Review

Drive - ein Film, auf den ich mich in Deutschland noch einige Monate hätte freuen dürfen, und den ich im Ausland jetzt schon in Originalton genießen konnte. Es hat sich mehr als gelohnt.

Der Driver (Ryan Gosling) verdient sein Geld in der Werkstatt von Shannon (Bryan Cranston), mit dessen Autos er auch einige Stunts für Hollywood-Produktionen dreht und sich gelegentlich als Fluchtfahrer für Raubüberfälle anbietet. Sofern diese in einem 5-Minuten-Fenster ablaufen und er nicht eingreifen muss, steht er den Dieben als ortskundiger Fahrer im Großstadtdickicht Los Angeles zur Verfügung. Eines Tages lernt er Irene (Carey Mulligan) und ihren Sohn kennen, die ein Apartment neben ihm bewohnen. Während sein Boss mit Geld des Kriminellen Rose einen Rennstall mit ihm aufbauen will, verbringt der Driver mehr und mehr Zeit mit Mutter und Sohn, bis der Vater aus dem Gefängnis entlassen wird und seine Familie von Gangstern bedroht wird, denen er Geld schuldet. Der Driver beschließt, ihm zu helfen.

Die atemlose Eröffnungssequenz gibt die Stimmung und Atmosphäre des Films vor. Ruhig und (scheinbar) abgeklärt wartet der Driver vor einem Warenhaus, bis seine Kunden mit der Beute herausrennen und das Katz-und-Maus-Spiel mit der Polizei beginnt. Das Ganze wird nicht etwa als rasante Verfolgungsjagd inszeniert, sondern als nervenaufreibendes Abwarten, Taktieren und dann blitzschnell Reagieren, als die Schlinge des Gesetzes sich zuzieht.

Diese ruhige Inszenierung zieht sich durch den ganzen Film. Für den ein oder anderen dürften sich dabei in der ersten Hälfte ein paar Längen einschleichen, mir gefiel sie sehr. Nicolas Winding Refn versteht es, dem Film seinen eigenen Stempel aufzudrücken, die Kameraarbeit und die gesamte Optik des Films sind brillant. Die Action und Gewaltausbrüche sind effektiv in Szene gesetzte Eruptionen und schockieren daher umso mehr, verlieren sich aber nie im Selbstzweck.

Der Mittelpunkt des Films ist ganz klar der namenlose Driver, wortkarg und charismatisch verkörpert von Ryan Gosling, einer der kommenden (wenn er es nicht schon ist) Leading Men in Hollywood. Mit wenigen Worten und Blicken legt er das zerissene Innere seiner Figur bloß, und einige Blicke reichen in diesem Film oft aus, um über Leben oder Tod zu entscheiden.
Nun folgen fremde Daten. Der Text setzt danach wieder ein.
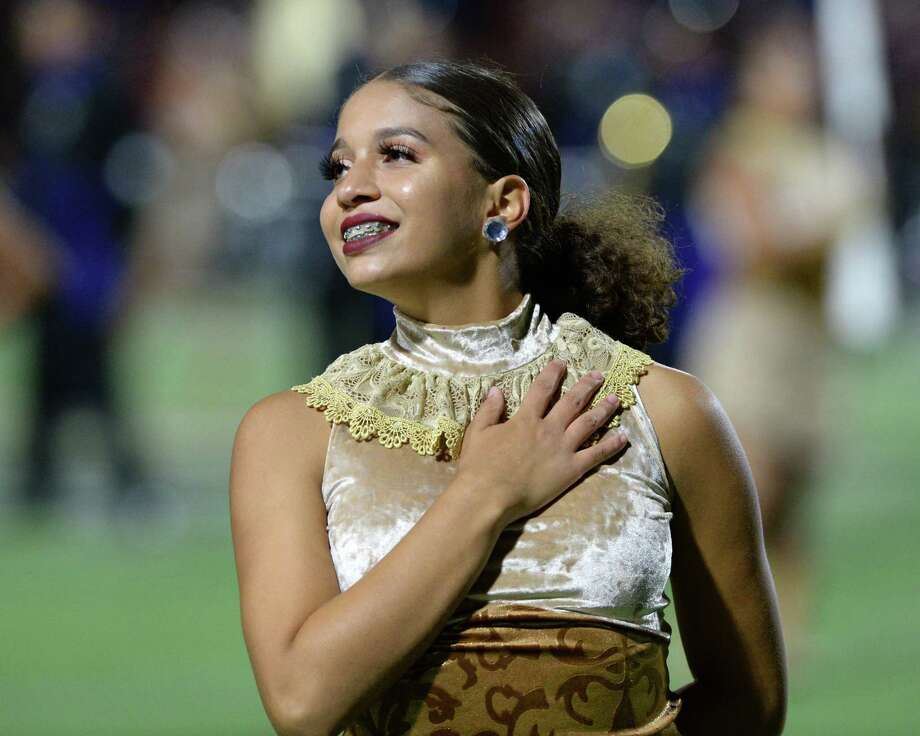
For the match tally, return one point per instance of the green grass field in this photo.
(134, 631)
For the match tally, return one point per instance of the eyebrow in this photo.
(382, 133)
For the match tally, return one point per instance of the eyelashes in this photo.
(331, 168)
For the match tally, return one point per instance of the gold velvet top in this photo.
(399, 408)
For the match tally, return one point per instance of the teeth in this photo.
(367, 228)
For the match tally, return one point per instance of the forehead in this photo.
(384, 104)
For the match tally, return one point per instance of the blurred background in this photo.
(162, 268)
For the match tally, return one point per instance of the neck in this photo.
(478, 347)
(460, 307)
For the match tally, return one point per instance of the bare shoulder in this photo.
(278, 526)
(283, 427)
(692, 427)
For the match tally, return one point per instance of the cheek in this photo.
(327, 218)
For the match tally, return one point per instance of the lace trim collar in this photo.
(377, 396)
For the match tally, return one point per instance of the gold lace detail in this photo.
(375, 396)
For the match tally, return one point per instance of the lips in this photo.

Wenige Blicke reichen ebenfalls aus, um die Romanze zwischen Gosling und der bezaubernden Carey Mulligan entflammen zu lassen, die Chemie zwischen den beiden Jungschauspielern ist hervorragend. Bryan Cranston als vom Leben gezeichneter ehemaliger Stuntfahrer Shannon reiht sich ebenfalls in das großartige Hauptdarstellertrio ein.

Die Schrift auf den Plakaten haben bei mir im ersten Moment Assoziationen mit dem PC-Spiel GTA Vice City geweckt, und ganz enttäuscht wurden diese nicht. Der passende, synthielastige Soundtrack und die Atmosphäre des Verbrechens und der Gewalt, in der ein Einzelgänger seinen Weg sucht, ähneln sich in Film und Spiel. Das kommt ersterem zugute, zugleich hebt ihn aber die Handlung um Irene und ihren Sohn (die einzigen wirklichen Sympathiefiguren des Films) deutlich vom Spiel ab.

Fazit: Ganz großes Kino, nur die Tatsache, das die Handlungsmotive so schonmal vorhanden waren und hier nur sehr schmackhaft neu gemischt wurden, verhindert die Einstufung als Klassiker. Ich freue mich jetzt schon auf Goslings nächsten Auftritt in "The Ides of March" und hoffentlich bald weitere Großtaten von Nicolas Winding Refn.